Magnetic properties of nanocrystalline NiFe2O4 spinel mechanically processed for 350 h have been studied using temperature dependent from both zero-field and in-field 57Fe Mössbauer spectrometry and magnetization measurements. The hyperfine structure allows us to distinguish two main magnetic contributions: one attributed to the crystalline grain core, which has magnetic properties similar to the NiFe2O4 spinel-like structure (n-NiFe2O4) and the other one due to the disordered grain boundary region, which presents topological and chemical disorder features (d-NiFe2O4). Mössbauer spectrometry determines a large fraction for the d-NiFe2O4 region (62% of total area) and also suggests a speromagnet-like structure for it. Under applied magnetic field, the n-NiFe2O4 spins are canted with angle dependent on the applied field magnitude. Mossbauer data also show that even under 120 kOe no magnetic saturation is observed for the two magnetic phases.
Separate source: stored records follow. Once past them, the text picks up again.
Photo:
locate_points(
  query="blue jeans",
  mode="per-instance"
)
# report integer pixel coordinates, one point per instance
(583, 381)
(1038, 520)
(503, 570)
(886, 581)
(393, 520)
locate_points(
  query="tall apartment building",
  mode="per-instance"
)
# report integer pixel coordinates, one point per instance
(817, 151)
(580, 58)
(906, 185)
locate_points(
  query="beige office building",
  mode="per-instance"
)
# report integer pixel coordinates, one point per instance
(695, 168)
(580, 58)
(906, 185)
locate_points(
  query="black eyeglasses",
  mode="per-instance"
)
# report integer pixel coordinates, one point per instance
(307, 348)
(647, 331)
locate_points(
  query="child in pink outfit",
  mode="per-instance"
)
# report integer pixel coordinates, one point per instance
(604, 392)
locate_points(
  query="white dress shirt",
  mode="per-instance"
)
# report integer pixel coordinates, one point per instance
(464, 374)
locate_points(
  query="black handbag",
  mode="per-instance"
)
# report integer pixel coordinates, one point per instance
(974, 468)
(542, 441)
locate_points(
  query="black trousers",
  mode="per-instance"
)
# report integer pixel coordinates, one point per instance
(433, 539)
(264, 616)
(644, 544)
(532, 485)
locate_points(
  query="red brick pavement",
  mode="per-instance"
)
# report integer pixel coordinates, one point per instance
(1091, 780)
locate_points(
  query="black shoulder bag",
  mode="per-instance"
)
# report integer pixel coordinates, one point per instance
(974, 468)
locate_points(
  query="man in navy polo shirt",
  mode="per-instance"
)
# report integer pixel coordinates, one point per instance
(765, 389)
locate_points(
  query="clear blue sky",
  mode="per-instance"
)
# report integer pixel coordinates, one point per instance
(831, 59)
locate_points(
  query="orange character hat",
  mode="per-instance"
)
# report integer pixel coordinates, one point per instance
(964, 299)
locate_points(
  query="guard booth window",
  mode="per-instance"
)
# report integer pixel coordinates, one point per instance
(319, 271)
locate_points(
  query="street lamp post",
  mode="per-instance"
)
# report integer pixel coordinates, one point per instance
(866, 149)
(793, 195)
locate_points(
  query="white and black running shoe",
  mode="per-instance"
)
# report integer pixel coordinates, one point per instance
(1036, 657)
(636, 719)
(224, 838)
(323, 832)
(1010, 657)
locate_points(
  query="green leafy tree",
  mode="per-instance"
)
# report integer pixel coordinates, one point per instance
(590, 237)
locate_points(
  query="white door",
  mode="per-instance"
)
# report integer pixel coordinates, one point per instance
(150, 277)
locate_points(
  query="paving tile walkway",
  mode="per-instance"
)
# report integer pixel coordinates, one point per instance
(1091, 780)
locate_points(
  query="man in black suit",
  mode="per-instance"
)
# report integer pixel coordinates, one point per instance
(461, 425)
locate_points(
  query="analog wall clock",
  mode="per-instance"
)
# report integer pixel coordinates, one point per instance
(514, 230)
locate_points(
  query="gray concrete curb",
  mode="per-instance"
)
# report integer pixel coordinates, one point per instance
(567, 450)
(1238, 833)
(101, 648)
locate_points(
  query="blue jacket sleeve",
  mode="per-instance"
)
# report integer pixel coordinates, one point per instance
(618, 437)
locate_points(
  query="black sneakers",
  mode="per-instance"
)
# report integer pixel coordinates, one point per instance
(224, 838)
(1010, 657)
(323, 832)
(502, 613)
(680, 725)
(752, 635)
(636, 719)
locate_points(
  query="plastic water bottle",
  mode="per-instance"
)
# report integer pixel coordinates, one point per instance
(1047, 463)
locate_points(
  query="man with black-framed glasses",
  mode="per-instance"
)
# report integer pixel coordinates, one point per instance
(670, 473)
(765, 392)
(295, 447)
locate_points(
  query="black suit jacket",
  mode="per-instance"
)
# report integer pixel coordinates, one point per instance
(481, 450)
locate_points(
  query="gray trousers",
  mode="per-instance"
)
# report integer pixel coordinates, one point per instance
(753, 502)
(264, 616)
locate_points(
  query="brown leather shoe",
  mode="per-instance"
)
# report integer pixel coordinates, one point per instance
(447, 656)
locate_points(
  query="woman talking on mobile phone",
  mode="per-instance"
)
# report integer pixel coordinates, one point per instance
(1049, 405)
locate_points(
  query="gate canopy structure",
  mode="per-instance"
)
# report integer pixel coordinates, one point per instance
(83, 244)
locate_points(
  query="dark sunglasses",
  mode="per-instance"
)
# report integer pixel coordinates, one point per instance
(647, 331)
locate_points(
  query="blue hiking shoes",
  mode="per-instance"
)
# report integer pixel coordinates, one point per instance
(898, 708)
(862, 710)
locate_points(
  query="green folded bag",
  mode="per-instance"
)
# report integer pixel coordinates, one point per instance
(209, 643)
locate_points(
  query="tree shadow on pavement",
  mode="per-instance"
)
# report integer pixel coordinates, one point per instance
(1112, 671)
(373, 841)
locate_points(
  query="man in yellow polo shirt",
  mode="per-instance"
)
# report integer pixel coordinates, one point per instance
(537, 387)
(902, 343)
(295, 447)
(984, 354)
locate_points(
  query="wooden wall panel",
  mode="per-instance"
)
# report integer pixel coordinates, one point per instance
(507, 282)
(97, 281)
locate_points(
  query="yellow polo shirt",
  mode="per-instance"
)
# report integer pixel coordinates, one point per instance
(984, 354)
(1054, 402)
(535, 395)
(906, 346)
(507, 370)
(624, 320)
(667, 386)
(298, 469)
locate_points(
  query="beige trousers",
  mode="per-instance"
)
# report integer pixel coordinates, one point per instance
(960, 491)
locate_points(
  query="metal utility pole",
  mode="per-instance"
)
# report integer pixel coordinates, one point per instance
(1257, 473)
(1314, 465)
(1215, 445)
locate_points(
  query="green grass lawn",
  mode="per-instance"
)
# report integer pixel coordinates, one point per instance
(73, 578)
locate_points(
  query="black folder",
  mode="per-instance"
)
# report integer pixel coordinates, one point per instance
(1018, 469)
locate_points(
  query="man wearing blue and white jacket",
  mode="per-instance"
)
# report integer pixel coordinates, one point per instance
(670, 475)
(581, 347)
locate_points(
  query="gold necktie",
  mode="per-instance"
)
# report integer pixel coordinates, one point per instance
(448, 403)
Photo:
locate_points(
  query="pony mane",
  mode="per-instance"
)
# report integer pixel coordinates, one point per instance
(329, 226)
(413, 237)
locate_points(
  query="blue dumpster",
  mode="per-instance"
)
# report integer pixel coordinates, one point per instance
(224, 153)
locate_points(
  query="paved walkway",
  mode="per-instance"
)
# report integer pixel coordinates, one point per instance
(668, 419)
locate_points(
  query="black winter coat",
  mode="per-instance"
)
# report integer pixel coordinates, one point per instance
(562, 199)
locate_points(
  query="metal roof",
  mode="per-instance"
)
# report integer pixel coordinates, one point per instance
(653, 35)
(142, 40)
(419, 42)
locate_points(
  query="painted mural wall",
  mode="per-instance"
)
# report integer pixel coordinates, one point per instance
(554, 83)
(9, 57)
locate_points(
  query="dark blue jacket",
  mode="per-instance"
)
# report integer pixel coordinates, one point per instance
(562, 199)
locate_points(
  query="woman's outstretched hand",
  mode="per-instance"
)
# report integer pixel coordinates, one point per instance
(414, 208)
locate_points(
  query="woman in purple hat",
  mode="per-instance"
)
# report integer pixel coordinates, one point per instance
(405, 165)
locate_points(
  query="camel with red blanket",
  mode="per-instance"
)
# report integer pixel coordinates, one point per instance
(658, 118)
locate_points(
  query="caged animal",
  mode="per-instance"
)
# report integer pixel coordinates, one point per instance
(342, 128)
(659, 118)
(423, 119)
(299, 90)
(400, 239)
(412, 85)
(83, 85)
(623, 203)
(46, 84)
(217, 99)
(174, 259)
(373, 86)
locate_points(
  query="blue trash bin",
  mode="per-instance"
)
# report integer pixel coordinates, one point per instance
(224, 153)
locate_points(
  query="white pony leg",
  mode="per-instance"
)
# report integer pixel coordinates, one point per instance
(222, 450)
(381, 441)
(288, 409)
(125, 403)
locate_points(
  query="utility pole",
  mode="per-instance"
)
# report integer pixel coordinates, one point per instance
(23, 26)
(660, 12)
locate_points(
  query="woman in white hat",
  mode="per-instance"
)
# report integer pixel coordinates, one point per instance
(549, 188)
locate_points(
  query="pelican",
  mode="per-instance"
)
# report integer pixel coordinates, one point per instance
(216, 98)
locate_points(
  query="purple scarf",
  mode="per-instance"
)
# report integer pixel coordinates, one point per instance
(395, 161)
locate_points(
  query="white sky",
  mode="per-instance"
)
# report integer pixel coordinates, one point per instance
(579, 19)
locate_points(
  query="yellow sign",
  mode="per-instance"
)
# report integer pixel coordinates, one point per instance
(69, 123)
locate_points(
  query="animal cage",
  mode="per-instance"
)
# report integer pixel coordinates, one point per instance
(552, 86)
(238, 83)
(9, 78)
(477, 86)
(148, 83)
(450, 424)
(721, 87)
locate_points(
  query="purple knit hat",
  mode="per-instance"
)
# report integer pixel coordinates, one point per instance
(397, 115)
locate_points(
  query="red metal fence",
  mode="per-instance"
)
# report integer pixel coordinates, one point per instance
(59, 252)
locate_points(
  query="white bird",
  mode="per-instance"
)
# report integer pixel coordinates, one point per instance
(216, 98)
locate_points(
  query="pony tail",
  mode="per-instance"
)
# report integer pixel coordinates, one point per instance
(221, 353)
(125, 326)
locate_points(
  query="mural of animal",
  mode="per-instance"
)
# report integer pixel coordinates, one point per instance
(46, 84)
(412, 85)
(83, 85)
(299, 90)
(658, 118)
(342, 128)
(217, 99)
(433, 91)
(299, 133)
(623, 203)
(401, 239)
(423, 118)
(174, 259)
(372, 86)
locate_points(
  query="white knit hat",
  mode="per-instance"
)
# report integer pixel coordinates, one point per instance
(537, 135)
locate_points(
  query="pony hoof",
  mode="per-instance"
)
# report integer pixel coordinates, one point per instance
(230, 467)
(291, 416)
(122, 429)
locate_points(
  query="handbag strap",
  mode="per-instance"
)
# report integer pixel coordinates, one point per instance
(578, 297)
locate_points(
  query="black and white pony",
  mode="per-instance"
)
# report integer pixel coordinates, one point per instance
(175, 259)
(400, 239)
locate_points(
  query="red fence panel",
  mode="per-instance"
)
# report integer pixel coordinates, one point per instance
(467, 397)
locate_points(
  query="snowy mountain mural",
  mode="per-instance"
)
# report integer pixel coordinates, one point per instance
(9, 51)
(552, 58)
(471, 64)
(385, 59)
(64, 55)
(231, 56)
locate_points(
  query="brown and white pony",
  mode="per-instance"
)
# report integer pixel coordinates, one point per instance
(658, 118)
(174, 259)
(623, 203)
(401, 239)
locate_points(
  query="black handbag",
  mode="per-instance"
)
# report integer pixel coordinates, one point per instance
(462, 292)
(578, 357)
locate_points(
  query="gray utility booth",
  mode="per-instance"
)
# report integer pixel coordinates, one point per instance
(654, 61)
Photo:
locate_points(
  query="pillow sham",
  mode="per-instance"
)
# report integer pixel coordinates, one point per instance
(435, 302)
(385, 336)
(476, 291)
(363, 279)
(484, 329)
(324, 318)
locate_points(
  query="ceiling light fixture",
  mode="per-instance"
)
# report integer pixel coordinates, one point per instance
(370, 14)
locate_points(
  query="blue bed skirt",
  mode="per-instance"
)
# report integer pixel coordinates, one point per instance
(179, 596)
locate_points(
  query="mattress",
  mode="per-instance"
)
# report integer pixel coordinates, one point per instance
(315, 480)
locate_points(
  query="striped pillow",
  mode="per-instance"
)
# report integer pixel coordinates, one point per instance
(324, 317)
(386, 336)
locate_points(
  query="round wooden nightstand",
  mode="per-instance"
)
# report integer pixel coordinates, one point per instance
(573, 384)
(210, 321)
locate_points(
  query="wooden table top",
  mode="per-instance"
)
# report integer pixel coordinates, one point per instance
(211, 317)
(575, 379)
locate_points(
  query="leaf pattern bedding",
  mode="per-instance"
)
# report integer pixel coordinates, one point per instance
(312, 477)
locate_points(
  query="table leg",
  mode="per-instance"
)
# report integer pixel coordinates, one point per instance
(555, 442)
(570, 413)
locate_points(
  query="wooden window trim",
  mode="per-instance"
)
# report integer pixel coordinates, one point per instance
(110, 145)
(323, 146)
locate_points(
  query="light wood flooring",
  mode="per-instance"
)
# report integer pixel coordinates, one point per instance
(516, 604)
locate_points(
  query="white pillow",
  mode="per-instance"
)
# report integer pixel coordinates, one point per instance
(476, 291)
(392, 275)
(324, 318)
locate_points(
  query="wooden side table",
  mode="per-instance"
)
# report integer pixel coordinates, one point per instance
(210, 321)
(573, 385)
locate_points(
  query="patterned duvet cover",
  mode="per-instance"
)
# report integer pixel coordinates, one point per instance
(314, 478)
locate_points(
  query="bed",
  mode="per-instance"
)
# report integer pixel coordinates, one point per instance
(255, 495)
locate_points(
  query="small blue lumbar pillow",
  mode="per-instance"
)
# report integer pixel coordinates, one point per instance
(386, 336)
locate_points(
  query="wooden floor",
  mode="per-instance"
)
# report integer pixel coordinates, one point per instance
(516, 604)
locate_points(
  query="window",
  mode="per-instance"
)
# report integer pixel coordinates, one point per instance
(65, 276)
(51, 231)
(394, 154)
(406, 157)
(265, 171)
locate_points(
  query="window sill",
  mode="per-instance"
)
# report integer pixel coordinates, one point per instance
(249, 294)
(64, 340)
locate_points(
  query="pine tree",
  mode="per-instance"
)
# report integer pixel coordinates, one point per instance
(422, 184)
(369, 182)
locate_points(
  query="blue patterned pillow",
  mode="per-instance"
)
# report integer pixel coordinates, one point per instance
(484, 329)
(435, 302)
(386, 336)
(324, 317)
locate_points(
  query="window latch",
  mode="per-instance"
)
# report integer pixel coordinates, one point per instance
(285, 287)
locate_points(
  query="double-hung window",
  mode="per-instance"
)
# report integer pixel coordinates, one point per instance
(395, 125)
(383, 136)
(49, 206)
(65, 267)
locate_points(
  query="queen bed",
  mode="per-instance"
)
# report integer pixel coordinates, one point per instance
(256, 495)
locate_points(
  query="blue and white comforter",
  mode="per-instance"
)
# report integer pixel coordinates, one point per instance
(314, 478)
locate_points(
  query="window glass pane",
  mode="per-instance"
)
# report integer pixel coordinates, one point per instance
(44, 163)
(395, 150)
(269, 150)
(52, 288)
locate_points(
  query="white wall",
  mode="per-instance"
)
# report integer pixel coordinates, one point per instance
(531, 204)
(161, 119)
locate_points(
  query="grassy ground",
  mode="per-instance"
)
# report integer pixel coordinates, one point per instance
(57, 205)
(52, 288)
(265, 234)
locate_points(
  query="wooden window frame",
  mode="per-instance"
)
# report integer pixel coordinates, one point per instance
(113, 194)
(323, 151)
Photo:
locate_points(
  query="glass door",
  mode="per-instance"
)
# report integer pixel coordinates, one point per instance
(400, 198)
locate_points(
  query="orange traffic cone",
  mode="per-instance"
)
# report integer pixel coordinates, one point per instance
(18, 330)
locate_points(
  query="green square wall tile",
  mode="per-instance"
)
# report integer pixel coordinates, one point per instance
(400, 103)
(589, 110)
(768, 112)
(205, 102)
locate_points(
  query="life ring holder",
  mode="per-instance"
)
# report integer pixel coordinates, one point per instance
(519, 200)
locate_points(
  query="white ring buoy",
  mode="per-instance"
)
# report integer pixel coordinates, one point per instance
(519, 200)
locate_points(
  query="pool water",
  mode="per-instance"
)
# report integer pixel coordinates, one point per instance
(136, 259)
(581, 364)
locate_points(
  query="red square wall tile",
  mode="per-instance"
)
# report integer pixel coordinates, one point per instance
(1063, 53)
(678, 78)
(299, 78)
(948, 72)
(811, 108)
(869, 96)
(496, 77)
In addition, the hysteresis loops, recorded for scan field of 50 kOe, are shifted in both field and magnetization axes, for temperatures below about 50 K. The hysteresis loop shifts may be due to two main contributions: the exchange bias field at the d-NiFe2O4/n-NiFe2O4 interfaces and the minor loop effect caused by a high magnetic anisotropy of the d-NiFe2O4 phase. It has also been shown that the spin configuration of the spin-glass like phase is modified by the consecutive field cycles, consequently the n-NiFe2O4/d-NiFe2O4 magnetic interaction is also affected in this process.